We got into this toxic cycle of him doing things again after we discusssed the issue or not getting how to treat me well in the first place and regretting hurting me, to him expecting me to just be okay because he's changed now. However, I couldn't just turn my feelings off until I truly felt healed and so they'd creep up again and we'd fight and hurt each other and I'd feel so bad while at the same time also feel like I'm a bad person for making him rethink over what he's done and making him feel like a bad person who has to try hard to change them.
I know the last bit stems from my poor self-esteem from the time but I was really triggered by Love Is Blind and all the hate Zenab is getting for wanting a real apology and going for it. I just really stand by needing to hear a real apology before moving on and yet I feel like such a bad person when I've hurt someone else, even if I feel that they have caused the situation.
I guess because the holidays are approaching, memories are flooding back and I'm still feeling like what if I was the bad person? What if I was the toxic one? I know we all play our parts and I'm trying to forgive myself for not being my best self but I struggle every now and then.
Hello, fellow abuse survivor here. It's not your fault. It's very common for victims, who are usually empathetic (that's why we stay in these situations for so long, seeing the abuser's humanity), to blame themselves. You also project your good qualities on the abuser.
Write down a list of all the abusive things he did. And a list of the so called abuse you've perpetuated. Then, if there's anything at all in your list, read about "reactionary abuse" and analyze your actions. I bet that if you did anything at all (unlikely, as an abuser would 100% RUN at the first rebellious act of their victim)--it was a reaction to HIS abuse.
Sending my compassion, you are not alone. You'll get through it. Try to imagine your future self and have a conversation with her. Ask her to assure you that you'll heal. You'll heal.
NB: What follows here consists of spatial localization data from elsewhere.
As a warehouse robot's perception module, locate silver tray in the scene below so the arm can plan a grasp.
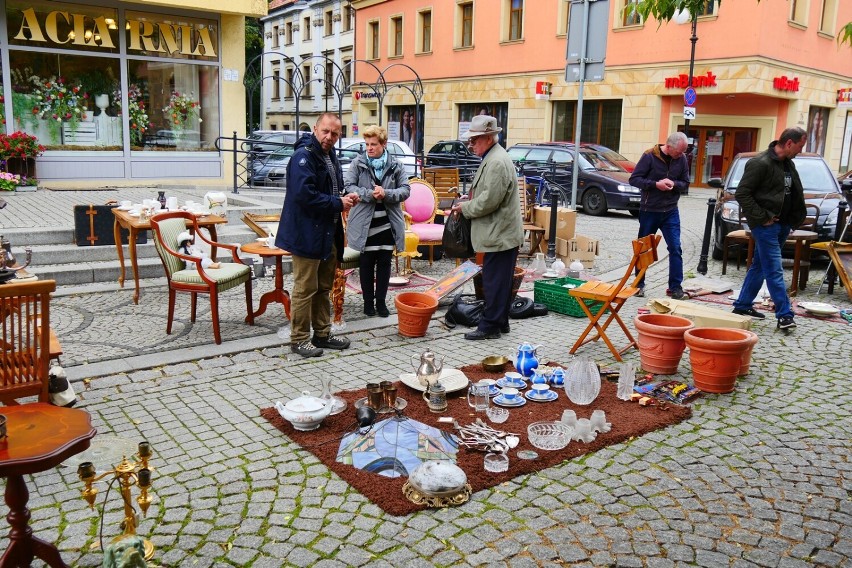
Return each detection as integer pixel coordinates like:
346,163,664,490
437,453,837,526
399,368,469,393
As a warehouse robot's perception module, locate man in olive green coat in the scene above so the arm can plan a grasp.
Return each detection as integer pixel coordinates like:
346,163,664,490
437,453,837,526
453,115,524,340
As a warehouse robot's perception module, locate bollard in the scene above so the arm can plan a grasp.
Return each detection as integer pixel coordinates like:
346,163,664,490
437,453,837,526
697,197,716,275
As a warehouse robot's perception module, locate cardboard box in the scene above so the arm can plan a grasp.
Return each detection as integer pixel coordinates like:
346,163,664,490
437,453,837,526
532,206,576,253
648,298,752,330
567,235,599,268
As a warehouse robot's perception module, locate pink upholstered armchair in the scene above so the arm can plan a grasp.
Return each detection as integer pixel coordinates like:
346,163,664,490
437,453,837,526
402,179,446,265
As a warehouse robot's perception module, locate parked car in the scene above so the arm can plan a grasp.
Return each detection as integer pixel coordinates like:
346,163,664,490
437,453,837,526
549,142,636,172
709,152,842,260
507,142,642,216
838,169,852,203
144,129,201,148
335,137,418,178
244,130,300,160
249,144,296,188
424,140,481,181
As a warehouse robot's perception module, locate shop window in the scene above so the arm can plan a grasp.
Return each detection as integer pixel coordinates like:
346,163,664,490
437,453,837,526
619,0,643,27
551,99,622,151
128,60,218,152
558,0,571,36
122,11,218,62
789,0,809,26
303,17,311,40
418,10,431,54
6,0,120,55
819,0,837,35
368,20,380,59
458,103,509,147
8,52,122,151
457,2,473,48
390,16,403,57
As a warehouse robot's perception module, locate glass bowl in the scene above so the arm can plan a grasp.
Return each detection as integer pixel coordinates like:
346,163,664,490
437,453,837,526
527,421,573,450
483,452,509,473
485,406,509,423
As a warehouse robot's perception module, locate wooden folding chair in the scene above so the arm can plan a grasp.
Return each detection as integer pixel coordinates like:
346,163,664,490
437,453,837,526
568,234,661,361
825,241,852,300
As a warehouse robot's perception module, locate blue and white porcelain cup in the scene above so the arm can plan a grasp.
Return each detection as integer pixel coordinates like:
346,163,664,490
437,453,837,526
504,372,523,386
500,387,519,402
531,384,550,398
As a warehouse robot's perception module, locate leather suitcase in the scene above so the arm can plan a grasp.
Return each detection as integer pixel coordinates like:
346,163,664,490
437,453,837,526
73,205,147,246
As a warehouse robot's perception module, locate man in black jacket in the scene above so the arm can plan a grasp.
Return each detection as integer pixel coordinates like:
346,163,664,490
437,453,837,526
732,127,807,330
276,113,359,357
629,132,690,299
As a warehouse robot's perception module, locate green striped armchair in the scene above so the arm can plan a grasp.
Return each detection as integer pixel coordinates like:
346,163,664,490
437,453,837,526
150,212,253,344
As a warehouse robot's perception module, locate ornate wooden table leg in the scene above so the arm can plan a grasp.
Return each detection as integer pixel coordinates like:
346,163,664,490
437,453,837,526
248,255,291,321
129,227,141,304
331,267,347,326
1,474,69,568
113,218,125,289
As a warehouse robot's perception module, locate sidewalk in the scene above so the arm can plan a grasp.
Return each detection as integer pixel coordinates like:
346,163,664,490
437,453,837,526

Most of the time, it's the male who starts the toxic cycle, and women get caught up on it. Just remember, "Nobody who deserves a 2nd chance would ever do anything to make you need to give them one." Apologies are overrated, anyway. How many men do you know of who are truly capable of seeing what they're doing wrong and then stopping that same behavior? I don't know any.
1. I'm so proud of you for seeking therapy and escaping that abuse cycle. Yes, it will be hard admitting that your relationship was abusive because you were so deep in love. Nobody wants to admit that the person they love is abusive because it comes with a lot of disappointment and triggers. 2. Some men are manipulative af. They might seem HV at first or have some "HV" qualities here and there but are abusive behind closed door. Sadly, many women fell for that trap. I suffered from low self esteem and childhood traumas too that led to being in abusive relationships. I have been there so I understand. It's good that you're aware of the causes and how you let the traumas took over and let people pushed your boundaries. 3. MANIPULATION!!!!!!! Abusive people do that a lot. You're not a bad person! He gaslighted you. 4. Holidays can be hard because people tend to spend it with the one they love. The person you should love and spend the holidays with is YOURSELF.